Author Amy Wilson was a registered nurse in the Yukon from 1949 to 1951
19577841_web1_19-11-29--Cover-of-Wilson-book-001wb
Multiple versions of this memoir by Yukon nurse Amy Wilson have been printed since it was first released in 1965. (Submitted)

“The Yukon is a wonderful country for men and dogs, but it kills women and horses.” At least that was what Amy Wilson was told.

A book is being re-issued at the MacBride Museum on Dec. 4 at 7 p.m. Published by Caitlin Press, it is titled When Days are Long: A Nurse in the North, by Wilson, who was a registered nurse in the Yukon from 1949 to 1951. In its original release in 1965, the book was titled No Man Stands Alone, and the American release came out under the title A Nurse in the Yukon.

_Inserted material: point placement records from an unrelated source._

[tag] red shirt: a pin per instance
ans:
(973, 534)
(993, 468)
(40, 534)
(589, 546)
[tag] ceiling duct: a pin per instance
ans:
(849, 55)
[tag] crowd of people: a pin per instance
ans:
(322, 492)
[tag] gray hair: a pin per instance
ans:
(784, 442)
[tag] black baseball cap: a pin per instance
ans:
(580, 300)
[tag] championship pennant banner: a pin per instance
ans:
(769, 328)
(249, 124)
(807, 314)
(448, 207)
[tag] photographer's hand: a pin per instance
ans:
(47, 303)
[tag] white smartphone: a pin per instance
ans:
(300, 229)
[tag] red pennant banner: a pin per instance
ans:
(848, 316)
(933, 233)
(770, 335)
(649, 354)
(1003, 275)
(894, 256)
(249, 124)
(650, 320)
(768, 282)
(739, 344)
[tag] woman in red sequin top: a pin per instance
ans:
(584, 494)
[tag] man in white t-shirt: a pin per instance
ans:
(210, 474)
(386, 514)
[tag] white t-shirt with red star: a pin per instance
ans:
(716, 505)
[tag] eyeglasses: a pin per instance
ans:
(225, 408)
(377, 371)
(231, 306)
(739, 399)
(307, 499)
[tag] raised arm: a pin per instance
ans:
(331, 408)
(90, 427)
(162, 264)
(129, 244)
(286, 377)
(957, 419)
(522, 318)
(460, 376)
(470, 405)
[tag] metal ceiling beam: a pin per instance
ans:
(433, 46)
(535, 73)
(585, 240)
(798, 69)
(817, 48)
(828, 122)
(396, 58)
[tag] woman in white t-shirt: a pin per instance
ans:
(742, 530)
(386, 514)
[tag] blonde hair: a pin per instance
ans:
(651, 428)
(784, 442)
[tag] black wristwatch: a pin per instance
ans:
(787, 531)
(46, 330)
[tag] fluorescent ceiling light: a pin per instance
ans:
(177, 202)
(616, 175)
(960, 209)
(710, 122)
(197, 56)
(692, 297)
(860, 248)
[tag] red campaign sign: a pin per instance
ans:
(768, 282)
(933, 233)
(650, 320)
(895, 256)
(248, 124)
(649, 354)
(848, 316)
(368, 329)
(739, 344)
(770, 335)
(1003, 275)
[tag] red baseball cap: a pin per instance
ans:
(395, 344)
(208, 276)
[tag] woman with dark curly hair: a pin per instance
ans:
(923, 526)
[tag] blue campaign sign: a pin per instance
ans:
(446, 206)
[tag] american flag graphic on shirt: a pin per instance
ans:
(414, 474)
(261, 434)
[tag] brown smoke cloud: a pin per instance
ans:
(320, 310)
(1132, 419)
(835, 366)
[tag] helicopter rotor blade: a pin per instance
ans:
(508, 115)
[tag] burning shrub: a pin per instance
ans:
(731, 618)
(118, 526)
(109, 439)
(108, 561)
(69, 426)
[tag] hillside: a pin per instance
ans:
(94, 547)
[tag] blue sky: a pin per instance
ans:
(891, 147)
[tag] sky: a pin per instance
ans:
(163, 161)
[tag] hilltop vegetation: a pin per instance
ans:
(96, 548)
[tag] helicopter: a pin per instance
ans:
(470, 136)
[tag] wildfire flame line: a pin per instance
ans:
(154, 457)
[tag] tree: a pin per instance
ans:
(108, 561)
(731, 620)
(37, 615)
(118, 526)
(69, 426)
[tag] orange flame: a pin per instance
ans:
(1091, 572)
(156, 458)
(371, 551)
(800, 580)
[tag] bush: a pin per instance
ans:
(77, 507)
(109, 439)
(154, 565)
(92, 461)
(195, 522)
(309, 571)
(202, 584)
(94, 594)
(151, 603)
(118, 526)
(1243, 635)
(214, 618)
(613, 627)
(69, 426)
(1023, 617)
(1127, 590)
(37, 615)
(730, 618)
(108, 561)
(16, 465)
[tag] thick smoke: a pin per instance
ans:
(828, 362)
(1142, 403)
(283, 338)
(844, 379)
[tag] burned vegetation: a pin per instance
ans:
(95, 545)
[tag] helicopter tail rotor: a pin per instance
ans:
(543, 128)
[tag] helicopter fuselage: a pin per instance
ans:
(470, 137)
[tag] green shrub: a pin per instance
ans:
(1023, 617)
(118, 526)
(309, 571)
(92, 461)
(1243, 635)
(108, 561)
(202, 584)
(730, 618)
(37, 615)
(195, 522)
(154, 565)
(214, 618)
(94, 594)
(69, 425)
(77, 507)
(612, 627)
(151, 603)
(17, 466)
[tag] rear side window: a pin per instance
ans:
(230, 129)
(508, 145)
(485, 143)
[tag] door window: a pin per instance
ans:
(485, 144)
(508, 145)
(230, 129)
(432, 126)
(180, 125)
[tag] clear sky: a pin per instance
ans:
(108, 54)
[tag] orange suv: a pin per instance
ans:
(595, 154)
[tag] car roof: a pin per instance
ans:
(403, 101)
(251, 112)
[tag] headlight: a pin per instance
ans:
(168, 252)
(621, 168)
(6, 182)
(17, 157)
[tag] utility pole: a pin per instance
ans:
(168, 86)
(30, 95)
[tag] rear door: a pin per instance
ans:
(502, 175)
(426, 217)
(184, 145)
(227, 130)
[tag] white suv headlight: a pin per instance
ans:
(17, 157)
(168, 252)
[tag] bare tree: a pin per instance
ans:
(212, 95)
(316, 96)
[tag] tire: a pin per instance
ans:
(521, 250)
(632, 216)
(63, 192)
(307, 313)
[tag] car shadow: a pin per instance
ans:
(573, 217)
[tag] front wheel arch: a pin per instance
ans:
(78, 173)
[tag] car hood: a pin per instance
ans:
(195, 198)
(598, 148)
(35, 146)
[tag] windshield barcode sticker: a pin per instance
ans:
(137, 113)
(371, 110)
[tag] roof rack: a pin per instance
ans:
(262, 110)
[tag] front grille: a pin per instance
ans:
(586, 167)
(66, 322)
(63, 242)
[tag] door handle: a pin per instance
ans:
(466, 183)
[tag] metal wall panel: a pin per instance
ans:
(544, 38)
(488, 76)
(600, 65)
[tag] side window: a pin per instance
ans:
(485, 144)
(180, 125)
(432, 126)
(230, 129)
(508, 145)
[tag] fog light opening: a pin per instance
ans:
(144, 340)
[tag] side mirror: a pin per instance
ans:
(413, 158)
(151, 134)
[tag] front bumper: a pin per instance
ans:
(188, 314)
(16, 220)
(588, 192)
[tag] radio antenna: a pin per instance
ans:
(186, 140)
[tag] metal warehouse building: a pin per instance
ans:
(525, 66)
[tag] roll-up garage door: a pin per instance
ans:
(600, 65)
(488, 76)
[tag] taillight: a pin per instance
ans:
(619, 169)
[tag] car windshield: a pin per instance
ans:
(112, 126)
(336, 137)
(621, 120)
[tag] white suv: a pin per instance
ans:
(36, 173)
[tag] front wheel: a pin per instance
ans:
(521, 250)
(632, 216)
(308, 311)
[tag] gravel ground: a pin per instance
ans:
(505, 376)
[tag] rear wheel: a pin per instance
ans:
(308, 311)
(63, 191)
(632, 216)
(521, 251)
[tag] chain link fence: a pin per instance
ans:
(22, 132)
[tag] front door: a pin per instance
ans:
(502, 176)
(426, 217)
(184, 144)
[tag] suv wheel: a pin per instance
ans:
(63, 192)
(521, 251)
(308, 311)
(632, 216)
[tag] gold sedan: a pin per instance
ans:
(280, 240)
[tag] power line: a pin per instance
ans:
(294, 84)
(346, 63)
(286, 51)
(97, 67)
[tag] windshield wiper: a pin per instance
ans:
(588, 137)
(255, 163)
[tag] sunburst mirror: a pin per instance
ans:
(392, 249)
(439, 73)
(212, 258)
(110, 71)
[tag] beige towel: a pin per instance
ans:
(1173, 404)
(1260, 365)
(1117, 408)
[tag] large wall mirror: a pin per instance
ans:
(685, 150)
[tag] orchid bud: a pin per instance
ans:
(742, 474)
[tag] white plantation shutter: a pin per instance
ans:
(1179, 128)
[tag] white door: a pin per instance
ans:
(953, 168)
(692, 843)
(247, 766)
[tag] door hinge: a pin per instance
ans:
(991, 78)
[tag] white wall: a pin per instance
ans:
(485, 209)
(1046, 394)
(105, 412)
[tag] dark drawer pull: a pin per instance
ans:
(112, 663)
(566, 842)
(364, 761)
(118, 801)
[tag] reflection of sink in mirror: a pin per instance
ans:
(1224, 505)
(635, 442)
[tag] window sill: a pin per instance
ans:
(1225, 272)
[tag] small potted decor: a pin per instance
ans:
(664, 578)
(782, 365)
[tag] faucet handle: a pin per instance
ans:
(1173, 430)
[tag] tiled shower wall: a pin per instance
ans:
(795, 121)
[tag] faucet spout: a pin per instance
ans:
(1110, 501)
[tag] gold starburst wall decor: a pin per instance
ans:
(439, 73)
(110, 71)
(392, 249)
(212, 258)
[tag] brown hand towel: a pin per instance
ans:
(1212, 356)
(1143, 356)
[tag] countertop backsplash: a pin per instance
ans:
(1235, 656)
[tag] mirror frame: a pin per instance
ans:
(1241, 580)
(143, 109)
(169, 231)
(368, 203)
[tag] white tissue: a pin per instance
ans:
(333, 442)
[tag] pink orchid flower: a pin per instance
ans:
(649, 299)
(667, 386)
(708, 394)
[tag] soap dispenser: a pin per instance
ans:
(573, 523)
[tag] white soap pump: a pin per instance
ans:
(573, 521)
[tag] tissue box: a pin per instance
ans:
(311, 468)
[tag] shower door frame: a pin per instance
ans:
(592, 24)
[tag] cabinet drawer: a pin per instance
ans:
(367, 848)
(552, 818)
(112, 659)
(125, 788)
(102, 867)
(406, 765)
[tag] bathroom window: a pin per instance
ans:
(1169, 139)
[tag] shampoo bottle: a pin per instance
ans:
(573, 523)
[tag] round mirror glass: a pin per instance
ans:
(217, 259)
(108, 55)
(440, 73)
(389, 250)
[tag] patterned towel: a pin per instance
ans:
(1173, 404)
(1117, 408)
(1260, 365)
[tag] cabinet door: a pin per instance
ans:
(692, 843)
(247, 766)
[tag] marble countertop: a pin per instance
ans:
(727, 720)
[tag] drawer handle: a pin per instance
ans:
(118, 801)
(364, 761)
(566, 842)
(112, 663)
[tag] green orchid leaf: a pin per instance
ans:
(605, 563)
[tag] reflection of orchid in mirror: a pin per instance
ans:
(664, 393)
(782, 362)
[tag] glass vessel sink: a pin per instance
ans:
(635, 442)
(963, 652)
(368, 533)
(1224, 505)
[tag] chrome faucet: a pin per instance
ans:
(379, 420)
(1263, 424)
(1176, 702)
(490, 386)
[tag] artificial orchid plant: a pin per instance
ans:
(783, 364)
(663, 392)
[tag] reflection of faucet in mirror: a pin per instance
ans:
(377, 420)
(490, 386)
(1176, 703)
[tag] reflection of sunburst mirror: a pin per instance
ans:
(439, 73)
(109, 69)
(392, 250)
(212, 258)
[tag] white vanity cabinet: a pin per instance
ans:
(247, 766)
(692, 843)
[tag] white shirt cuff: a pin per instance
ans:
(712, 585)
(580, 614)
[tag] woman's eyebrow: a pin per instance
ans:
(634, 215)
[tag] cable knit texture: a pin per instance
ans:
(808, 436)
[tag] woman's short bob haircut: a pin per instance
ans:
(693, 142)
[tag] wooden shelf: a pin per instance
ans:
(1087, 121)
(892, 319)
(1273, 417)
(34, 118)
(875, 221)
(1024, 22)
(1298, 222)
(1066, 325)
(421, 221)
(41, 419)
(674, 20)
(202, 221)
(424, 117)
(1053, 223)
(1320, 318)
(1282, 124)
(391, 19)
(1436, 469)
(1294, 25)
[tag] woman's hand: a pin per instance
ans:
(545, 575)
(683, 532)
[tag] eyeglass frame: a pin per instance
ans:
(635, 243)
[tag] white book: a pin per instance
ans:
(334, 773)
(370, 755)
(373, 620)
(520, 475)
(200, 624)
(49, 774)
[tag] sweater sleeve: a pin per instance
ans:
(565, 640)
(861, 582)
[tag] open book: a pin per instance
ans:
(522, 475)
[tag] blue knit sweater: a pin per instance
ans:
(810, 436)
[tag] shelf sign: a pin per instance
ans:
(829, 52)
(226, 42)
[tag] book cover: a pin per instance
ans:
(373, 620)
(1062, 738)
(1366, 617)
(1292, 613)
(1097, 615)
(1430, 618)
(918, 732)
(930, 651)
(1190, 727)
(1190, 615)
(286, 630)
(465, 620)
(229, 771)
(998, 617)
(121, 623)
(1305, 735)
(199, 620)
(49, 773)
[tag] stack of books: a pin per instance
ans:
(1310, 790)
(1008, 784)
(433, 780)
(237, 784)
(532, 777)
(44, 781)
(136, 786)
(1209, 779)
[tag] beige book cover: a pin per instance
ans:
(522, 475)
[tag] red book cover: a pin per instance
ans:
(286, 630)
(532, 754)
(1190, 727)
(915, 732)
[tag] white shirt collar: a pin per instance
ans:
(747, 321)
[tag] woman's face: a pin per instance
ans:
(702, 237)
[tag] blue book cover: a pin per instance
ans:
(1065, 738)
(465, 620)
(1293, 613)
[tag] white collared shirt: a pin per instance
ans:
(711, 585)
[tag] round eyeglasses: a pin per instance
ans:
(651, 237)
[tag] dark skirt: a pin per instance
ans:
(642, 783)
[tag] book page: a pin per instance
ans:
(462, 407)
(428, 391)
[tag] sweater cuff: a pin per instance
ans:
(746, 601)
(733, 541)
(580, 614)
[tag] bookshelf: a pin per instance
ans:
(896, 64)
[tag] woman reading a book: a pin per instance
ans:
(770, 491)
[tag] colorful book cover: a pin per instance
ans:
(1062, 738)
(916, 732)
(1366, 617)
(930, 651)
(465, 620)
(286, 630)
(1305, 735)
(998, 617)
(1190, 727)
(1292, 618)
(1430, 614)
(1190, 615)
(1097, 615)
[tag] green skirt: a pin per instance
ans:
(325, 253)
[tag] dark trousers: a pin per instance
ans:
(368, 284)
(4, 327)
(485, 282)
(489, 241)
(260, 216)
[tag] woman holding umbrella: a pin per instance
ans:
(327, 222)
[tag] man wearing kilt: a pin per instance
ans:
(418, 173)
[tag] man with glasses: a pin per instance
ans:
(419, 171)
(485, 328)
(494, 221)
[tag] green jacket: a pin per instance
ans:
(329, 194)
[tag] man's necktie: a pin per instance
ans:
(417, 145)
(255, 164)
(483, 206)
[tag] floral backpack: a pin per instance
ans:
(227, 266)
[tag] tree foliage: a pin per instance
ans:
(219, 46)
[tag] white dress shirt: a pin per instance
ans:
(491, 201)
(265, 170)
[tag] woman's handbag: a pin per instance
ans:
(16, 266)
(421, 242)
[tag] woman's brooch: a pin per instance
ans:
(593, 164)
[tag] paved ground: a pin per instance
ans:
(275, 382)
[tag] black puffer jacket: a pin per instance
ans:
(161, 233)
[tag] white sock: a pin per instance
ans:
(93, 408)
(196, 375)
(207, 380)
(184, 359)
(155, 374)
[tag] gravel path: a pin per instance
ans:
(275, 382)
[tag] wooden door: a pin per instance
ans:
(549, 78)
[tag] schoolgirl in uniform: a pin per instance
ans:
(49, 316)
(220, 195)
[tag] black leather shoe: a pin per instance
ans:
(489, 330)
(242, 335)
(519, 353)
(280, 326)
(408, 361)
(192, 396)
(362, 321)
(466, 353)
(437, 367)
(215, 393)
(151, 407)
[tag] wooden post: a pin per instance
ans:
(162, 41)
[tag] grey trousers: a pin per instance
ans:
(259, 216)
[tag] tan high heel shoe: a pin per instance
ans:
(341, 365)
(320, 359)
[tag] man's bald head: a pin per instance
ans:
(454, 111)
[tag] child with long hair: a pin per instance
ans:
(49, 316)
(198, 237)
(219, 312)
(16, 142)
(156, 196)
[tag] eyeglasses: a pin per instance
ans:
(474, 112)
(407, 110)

Regardless of which version you might be reading, the story remains the same. Amy Wilson, who had been a practitioner in various isolated communities in northern Alberta, was hired to fill the job of public health nurse along the Alaska Highway and in the Yukon.

Wilson was born in rural Alberta in 1908 in a family that had come from Missouri, enticed by the promise of free land. Her mother died when she was just three years old, leaving her father to care for seven children. Despite being poor in a material sense, Wilson stated that their father instilled in his children “a feeling of responsibility toward one another and to our community…. We never felt unloved or neglected. We all worked together, laughed together …and sang together.”

After leaving school, Wilson enrolled in a nurse-in-training program at Calgary General Hospital. Upon graduation, she worked in a hospital in an unnamed Alberta mining town, and followed that with a stint as a public health nurse in the Peace River district and around Lesser Slave Lake. In the fall of 1949, she was hired by the Department of National Health and Welfare, as public health nurse on the Alaska Highway, caring for 3,000 indigenous people in an area covering 50 million hectares.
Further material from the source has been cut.